The Silent Aircraft Initiative (SAI)

Principal Investigator Karen Willcox

Co-investigators Mark Drela , Wesley Harris

Project Website http://silentaircraft.org/

Project Start Date November 2003


The Silent Aircraft Initiative (SAI) is a multidisciplinary program funded by the Cambridge-MIT Institute (CMI) to enable competitive differentiation through innovative low-noise strategies in aircraft and engine system design and operation. The research aspect of this project aims to define the physical limitations to, and corresponding benefits of, the ‘value of silence’. Assessment of these involves the technology, the business case, the regional and national economics, and the surrounding policy issues. This project involves many researchers at Cambridge University and at MIT.

Professor Willcox leads the Silent Aircraft Design and Acoustic Integration research component of the SAI project. This component provides the integrative capability required by creating a framework for aircraft conceptual design with noise as the primary objective, and using this to provide quantitative assessment of performance and noise characteristics at the aircraft system level. The first step is development of a Silent Aircraft Design Framework which integrates existing aircraft design codes with acoustic and economic models and adapts them to innovative low-noise aircraft designs. We will then use this framework plus inputs from the operations and technology components to evaluate new low noise designs.

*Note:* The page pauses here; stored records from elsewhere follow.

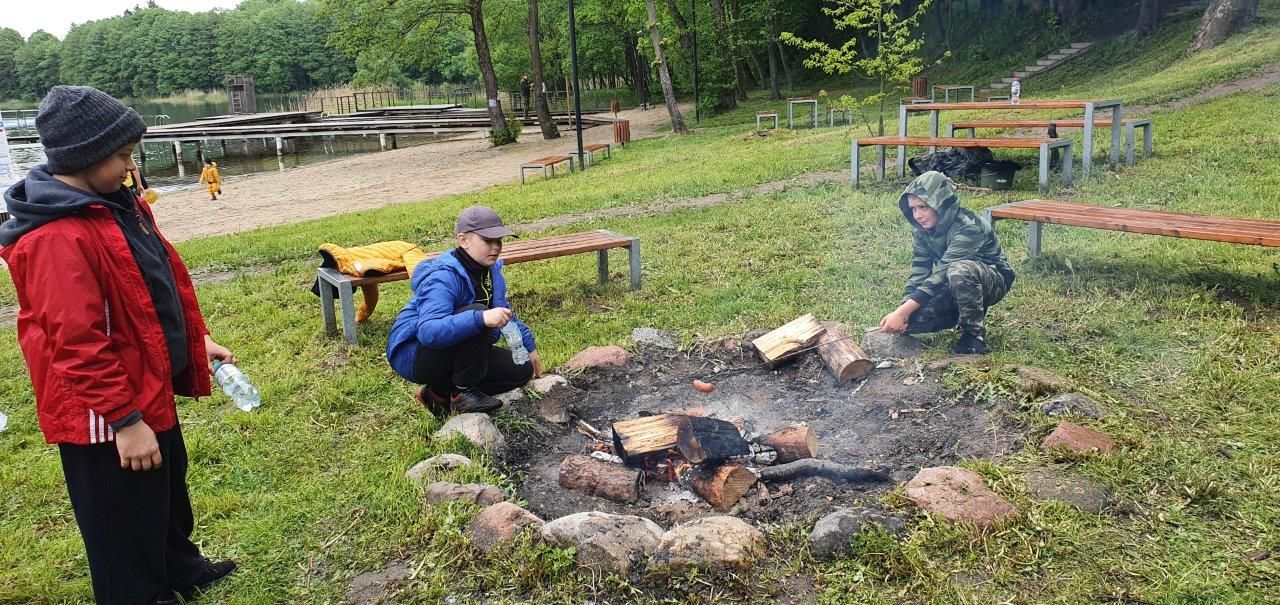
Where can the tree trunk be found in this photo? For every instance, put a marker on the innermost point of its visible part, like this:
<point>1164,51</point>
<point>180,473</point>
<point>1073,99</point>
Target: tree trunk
<point>535,59</point>
<point>668,95</point>
<point>497,119</point>
<point>1221,19</point>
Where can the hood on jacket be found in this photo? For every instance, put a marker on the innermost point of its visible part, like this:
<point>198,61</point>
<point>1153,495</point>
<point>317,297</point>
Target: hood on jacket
<point>938,192</point>
<point>40,198</point>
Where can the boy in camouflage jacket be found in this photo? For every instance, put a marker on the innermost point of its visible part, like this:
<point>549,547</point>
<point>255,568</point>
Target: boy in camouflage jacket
<point>958,270</point>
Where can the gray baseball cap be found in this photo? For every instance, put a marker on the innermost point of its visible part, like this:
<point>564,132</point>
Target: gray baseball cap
<point>483,221</point>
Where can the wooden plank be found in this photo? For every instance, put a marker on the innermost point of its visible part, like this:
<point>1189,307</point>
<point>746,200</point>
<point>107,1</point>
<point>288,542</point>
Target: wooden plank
<point>790,339</point>
<point>1028,143</point>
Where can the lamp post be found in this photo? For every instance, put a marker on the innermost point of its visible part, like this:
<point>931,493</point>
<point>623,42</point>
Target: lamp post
<point>577,92</point>
<point>693,5</point>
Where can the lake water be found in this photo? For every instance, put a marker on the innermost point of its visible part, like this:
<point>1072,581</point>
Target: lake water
<point>233,157</point>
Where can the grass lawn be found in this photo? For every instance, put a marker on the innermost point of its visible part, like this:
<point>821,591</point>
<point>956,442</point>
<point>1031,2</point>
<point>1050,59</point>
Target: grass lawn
<point>1178,338</point>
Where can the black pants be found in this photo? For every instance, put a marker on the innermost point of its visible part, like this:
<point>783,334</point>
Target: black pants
<point>136,523</point>
<point>472,363</point>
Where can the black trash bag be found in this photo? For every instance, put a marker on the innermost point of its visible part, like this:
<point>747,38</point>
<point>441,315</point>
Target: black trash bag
<point>958,163</point>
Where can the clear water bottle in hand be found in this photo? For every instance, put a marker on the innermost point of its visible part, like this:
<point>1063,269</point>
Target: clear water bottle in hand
<point>237,386</point>
<point>516,343</point>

SAI was launched in November 2003 with a bold aim: to discover ways to reduce aircraft noise dramatically, to the point where it would be virtually unnoticeable to people outside the airport perimeter.

The aim of the initiative is to develop a conceptual design for an aircraft whose noise would be almost imperceptible outside the perimeter of a daytime urban airport. This requires radically different aircraft and engine designs.

The conceptual design that has been developed addresses the generation after next of aircraft, and there are still many technical challenges to be overcome before it could become a reality in the 2030 timeframe. However, the project has also clearly identified these challenges and thus provided a direction for the work needed to address them. In addition. some of the technologies and approaches could be used in more incremental aircraft designs.

Operations team is also working with an airport, air traffic control and local airlines to develop and flight test new enhanced approach procedures with current aircraft. The approaches are an enhanced form of Continuous Descent Approaches (CDAs) which reduce noise and fuel burn by eliminating level segments, keeping aircraft higher and at lower thrust levels for longer than traditional step-down approaches.

The project is carried out in a Partnership between the University of Cambridge and MIT as part of a Knowledge Integration Community of aerospace partners, which include industry, airline and airport operators, policy makers and academics.